Pros and Cons of CodeBurn

Pros:

  • Reads assistant session data from the local filesystem and local SQLite databases, so it does not need a proxy or browser extension.
  • Normalizes multiple providers into one cost model, which makes cross-tool comparisons practical.
  • Tracks one-shot success rate, so you can see which workflows waste tokens on retries.
  • Exports JSON and CSV, which makes it easy to feed CodeBurn into scripts, spreadsheets, or internal tooling.
  • Supports project and date filtering, which is useful for audits, retrospectives, and budget checks.
  • Has a terminal UI with keyboard shortcuts, so repeated checks are quick for shell-oriented developers.

Cons:

  • Only sees sessions that exist on disk, so it cannot analyze work that never lands in local provider storage.
  • Cursor Auto mode uses estimated Sonnet pricing, which means some costs are approximate rather than exact.
  • GitHub Copilot only exposes output tokens in the session state, so cost rows can sit below actual API spend.
  • The first scan of large SQLite-backed providers can be slow before cached results are available.
  • It is an individual-machine analytics tool, not a centralized org-wide telemetry platform.
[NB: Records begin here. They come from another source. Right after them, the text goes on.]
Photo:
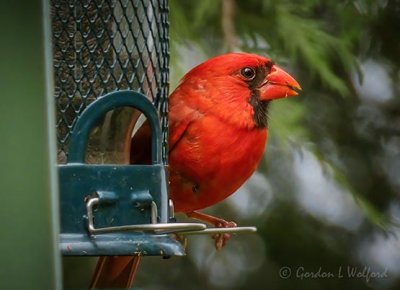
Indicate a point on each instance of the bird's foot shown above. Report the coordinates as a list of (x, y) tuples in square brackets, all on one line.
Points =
[(220, 239), (223, 238)]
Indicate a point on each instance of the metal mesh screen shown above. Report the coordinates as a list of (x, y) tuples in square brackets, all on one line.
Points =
[(100, 46)]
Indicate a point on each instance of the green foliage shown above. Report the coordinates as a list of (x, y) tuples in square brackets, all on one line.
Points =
[(354, 138)]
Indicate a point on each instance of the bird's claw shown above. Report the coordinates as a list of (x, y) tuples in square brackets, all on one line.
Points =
[(223, 238)]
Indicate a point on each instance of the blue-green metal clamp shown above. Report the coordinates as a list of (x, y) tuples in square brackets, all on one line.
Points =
[(109, 209)]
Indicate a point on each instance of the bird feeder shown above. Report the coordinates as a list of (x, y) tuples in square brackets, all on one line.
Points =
[(110, 61)]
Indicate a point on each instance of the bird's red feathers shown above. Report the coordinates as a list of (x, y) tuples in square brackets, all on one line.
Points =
[(217, 135)]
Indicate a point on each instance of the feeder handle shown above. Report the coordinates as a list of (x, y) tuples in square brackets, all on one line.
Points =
[(87, 120)]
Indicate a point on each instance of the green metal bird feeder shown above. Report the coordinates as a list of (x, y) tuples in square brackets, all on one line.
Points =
[(110, 62)]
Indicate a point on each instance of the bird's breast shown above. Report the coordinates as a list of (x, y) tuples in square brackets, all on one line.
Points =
[(211, 161)]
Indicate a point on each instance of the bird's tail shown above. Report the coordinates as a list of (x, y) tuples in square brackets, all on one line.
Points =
[(115, 272)]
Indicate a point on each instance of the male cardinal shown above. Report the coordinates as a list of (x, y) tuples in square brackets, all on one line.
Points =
[(217, 135)]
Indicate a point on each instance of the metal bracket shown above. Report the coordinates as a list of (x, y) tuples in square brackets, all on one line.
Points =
[(157, 228)]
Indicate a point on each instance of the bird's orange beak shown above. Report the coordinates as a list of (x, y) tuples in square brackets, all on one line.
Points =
[(278, 84)]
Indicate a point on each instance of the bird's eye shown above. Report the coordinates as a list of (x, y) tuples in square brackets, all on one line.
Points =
[(248, 73)]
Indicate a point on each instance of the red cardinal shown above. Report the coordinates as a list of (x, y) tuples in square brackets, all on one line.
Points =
[(218, 131)]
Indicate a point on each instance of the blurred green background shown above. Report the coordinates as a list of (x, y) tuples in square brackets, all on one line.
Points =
[(326, 196)]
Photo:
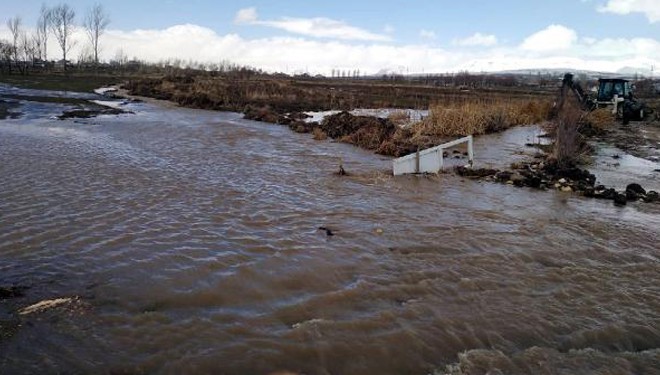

Getting Started with CodeBurn

npm install -g codeburn
codeburn
codeburn report --format json | jq '.overview'

That installs CodeBurn globally and opens the default dashboard, which starts on a 7-day view. If you prefer not to install anything, npx codeburn works too, and you can narrow the view later with codeburn today, codeburn month, or codeburn report --provider cursor.

The first run needs Node.js 20+ and whatever provider session directories already exist on your machine. If you use Cursor or OpenCode, CodeBurn may install better-sqlite3 automatically as an optional dependency, then cache the derived scan so later runs are much faster.

Verdict

CodeBurn is the strongest option for local AI usage audits when your assistants already write session data to disk and you want cost plus retry analytics in the terminal. Its main strength is provider-wide normalization; its caveat is that it cannot see sessions that never land on disk. Use CodeBurn if you want a machine-local answer to where your AI tokens went.